Description & Settings
The indicator draws three line plots on the chart. It detects the current period, and you assign two other periods in the input which should compare to the current period.
If the price is not moving in the same direction on the other timeframes you selected, the lines will deviate from each other and this shows that there is a lack of confluence between those timeframes.
When the lines move apart, it can be a signal to avoid trading during that time. It is safer to trade when there is confluence between multiple timeframes.
It is an experimental indicator. A simple minimal science experiment.
First plot is a line chart on the closing prices of the current period.
Second plot is the deviation of 1st input timeframe to current period.
Third plot is the deviation of 2nd input timeframe to current period.

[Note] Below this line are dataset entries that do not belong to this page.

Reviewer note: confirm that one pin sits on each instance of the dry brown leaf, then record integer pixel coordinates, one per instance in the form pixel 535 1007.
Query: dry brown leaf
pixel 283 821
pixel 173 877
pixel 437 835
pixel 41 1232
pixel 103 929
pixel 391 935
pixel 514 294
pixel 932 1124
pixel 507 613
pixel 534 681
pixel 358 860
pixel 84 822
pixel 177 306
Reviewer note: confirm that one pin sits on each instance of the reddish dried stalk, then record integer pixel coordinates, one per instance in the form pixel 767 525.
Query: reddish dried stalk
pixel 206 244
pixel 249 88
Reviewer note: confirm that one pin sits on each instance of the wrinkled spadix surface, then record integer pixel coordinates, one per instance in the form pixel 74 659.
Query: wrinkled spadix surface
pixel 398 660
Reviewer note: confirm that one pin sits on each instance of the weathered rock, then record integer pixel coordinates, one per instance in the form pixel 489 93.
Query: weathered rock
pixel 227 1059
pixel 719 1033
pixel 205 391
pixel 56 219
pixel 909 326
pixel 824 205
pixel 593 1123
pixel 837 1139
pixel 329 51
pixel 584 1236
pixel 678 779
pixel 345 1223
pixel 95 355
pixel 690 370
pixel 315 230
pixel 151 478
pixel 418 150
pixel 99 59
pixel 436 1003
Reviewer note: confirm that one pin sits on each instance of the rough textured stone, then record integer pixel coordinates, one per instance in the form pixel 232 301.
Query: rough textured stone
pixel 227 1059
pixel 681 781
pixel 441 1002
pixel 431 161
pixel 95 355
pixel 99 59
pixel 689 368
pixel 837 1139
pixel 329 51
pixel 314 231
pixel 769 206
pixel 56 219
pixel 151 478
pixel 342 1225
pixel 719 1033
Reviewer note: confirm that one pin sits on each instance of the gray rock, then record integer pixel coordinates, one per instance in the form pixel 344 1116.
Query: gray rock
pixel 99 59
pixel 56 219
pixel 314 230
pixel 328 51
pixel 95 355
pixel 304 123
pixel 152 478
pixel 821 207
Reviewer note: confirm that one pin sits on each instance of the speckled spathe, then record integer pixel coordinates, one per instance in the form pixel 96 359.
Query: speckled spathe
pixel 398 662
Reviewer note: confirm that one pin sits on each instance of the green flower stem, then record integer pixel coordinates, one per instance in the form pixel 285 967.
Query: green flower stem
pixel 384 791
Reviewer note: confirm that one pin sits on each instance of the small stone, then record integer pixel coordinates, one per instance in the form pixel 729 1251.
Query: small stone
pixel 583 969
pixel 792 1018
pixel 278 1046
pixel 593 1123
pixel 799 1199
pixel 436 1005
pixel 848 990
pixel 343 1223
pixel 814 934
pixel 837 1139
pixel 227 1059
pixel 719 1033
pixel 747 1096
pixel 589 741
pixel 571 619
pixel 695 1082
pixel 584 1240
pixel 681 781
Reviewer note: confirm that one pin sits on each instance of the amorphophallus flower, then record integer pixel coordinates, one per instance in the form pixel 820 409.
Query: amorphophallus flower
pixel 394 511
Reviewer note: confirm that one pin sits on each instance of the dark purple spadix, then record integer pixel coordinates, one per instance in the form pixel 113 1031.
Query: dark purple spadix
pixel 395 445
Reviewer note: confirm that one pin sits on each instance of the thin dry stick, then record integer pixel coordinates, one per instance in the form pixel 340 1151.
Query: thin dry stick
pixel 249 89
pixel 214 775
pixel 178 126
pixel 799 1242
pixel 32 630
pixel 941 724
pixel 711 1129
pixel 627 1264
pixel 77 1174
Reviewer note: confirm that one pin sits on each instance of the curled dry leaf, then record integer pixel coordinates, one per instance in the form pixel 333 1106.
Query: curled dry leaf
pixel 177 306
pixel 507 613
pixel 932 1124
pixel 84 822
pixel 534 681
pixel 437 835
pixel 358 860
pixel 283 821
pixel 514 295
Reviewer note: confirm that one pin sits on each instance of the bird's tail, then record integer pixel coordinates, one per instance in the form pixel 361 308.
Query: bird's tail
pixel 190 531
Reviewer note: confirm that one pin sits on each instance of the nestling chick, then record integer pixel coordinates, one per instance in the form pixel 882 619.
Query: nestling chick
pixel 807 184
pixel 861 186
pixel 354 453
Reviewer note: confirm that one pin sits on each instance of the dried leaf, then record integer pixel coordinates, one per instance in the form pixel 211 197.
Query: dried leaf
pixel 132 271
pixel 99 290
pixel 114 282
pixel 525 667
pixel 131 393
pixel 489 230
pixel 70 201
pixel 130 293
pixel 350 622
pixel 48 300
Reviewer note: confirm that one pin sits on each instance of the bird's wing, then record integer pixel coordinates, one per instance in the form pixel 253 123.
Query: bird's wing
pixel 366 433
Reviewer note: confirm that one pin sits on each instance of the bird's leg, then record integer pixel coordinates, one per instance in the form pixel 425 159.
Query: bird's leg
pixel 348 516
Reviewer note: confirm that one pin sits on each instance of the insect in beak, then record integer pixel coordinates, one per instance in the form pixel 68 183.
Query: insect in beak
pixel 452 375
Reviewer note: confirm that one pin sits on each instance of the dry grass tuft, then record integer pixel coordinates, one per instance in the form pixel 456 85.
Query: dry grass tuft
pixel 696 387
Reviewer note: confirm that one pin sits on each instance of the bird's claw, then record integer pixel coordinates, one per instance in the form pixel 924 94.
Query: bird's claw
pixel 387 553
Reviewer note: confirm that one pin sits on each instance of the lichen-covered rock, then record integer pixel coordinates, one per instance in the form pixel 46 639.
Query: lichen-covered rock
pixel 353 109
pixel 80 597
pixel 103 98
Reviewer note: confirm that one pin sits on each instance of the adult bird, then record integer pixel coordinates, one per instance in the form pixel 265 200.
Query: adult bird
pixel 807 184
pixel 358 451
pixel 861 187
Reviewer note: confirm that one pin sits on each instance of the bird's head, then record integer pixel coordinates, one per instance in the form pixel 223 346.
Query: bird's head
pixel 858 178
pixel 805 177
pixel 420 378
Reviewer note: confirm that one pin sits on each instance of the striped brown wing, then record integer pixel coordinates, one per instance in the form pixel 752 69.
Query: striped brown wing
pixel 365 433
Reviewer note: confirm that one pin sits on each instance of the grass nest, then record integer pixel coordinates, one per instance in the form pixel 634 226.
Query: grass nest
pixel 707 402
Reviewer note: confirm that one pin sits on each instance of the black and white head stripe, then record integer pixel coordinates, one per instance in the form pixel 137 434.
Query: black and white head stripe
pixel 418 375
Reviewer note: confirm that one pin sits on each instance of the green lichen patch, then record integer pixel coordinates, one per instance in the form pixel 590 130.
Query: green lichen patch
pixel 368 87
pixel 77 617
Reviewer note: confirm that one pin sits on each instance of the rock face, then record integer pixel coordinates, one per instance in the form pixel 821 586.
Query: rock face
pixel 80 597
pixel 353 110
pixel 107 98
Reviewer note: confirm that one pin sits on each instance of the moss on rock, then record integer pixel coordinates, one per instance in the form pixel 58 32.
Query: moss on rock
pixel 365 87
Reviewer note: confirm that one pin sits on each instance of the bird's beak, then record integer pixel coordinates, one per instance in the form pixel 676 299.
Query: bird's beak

You can often see a much different chart when you switch from one timeframe to another. This proves that M1 price action could be behaving completely differently to M5 price action, M5 price action could be behaving completely differently to H1, and so on. If bars are red on each timeframe, then there is what I say is "confluence", because the close prices are agreeing on that direction.
Usage:
The current timeframe must be higher than the other two timeframes chosen in the input. See screenshot closely as an example.
Example:
TF 1 (Current): M30
TF 2 (Deviator): M15
TF 3 (Deviator): M5
Six M5 bars and two M15 bars are tested against the M30 bar close price direction. The lower timeframe close prices are
within
the M30 time block, so naturally the lower timeframe bars will complete first and update the deviator plots on the current, higher timeframe.
These close prices on the lower timeframes cause the line plots to warp based on where the bars close (every timeframe bar has a closing price). The data is recorded when both the bars are open (current), and closed (historical), so the ticks of current unclosed bars are taken into account.
Visually, it works as a trend indicator, but it must be noted that this is not not a tick indicator as historical data is based on OHLC - the resulting visual plot is based on where bars finally closed.
The word "confluence" in this context, is to examine if the close prices on different timeframe bars are harmonious (similar) with respect to the timeframes chosen. If there is a lot of noise and volatility, then it will record this by means of line expansion (lines moving away from each other), and if the close prices are agreeing (similar), it will record that by means of line contraction (lines becoming closer to each other).